Decree 370, which prohibits the publication on the Internet of any "information contrary to the social interest, morals, good morals and the integrity of persons".
Defending the revolution
"Social networks and the Internet have become a permanent forum for ideological confrontation, where our arguments must also prevail in the face of enemy campaigns," the ruling Communist Party said recently.
The Internet must be used to defend "the truth about Cuba" and the revolution, the deputy communications minister, Ernesto Rodriguez Hernandez, told AFP in 2019.
Camila refused to pay the fine, exposing herself to a possible six-month prison sentence, as did around 10 of the 30 people who have been fined since January 2020.
Since then, on the Internet, "I haven't slowed down, quite the contrary," she says, confident that she often goes out into the street with "the reflex of having the phone ready to film live" her possible arrest.
"It's a bit of protection for us," she said, recalling that she did this during her last detention at the end of July, allowing her relatives to be warned and to mobilize for her release.
"For me, the Internet is the worst thing that could happen to this government", which "has not calculated what could happen", she wants to believe: "The Internet has become this space for participation that we Cuban citizens have not had for 60 years".

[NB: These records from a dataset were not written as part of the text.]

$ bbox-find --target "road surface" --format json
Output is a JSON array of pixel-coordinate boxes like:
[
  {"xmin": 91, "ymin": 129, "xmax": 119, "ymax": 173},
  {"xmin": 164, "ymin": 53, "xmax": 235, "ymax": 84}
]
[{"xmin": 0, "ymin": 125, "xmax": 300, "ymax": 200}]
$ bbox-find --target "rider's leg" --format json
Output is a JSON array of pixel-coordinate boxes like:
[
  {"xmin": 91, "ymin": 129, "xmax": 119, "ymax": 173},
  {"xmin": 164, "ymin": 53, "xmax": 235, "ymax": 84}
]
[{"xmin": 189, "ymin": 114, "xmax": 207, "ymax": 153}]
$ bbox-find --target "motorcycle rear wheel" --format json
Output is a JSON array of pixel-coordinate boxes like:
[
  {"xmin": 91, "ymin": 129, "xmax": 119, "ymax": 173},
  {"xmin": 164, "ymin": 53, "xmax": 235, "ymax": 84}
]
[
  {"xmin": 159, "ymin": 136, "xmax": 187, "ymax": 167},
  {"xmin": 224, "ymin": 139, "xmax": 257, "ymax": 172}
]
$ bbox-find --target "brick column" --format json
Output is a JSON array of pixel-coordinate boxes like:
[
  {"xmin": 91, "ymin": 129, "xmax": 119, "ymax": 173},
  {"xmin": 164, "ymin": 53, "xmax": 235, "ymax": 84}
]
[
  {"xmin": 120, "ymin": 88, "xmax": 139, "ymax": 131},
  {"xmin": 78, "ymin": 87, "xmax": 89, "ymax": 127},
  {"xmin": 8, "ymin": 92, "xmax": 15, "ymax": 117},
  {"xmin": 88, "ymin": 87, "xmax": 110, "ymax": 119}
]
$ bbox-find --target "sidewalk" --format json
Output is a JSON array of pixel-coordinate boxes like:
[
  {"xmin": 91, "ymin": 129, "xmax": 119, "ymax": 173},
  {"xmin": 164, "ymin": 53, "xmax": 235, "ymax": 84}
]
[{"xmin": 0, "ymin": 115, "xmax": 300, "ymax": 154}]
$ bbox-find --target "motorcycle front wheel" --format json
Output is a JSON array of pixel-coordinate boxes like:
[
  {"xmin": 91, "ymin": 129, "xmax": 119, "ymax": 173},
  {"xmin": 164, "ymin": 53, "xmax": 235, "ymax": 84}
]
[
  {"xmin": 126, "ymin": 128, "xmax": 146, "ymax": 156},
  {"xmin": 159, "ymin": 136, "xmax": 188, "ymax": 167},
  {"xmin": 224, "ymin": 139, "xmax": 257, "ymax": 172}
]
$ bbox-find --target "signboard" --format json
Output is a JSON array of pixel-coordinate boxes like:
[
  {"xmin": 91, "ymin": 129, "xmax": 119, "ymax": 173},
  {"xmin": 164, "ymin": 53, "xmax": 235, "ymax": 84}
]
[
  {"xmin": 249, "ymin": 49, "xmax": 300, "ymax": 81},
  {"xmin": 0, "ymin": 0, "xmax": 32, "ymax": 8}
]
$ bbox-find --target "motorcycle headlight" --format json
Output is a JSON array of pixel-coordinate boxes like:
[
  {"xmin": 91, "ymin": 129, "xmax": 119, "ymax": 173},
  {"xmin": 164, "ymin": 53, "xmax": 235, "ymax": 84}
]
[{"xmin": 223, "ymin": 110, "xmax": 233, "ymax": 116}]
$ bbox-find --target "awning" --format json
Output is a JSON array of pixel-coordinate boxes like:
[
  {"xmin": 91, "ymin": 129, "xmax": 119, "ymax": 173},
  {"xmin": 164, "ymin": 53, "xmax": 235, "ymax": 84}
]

In recent weeks, many residents have denounced strange cuts in their ability to connect to Facebook, Twitter or WhatsApp.
In October, Telegram had become inaccessible. The NGO Access Now, along with around 20 other organisations including Reporters Without Borders, denounced a possible intentional blockage.
"The Internet makes it possible to exercise rights, including freedom of expression, and Cuba has a long history of repression of this freedom," said Veronica Arroyo, who is in charge of public policy in Latin America for this New York-based NGO.
"The government knows that the Internet is a necessary tool for (the country's) development, which is their goal, but there are things they can't control, so they put controls on it."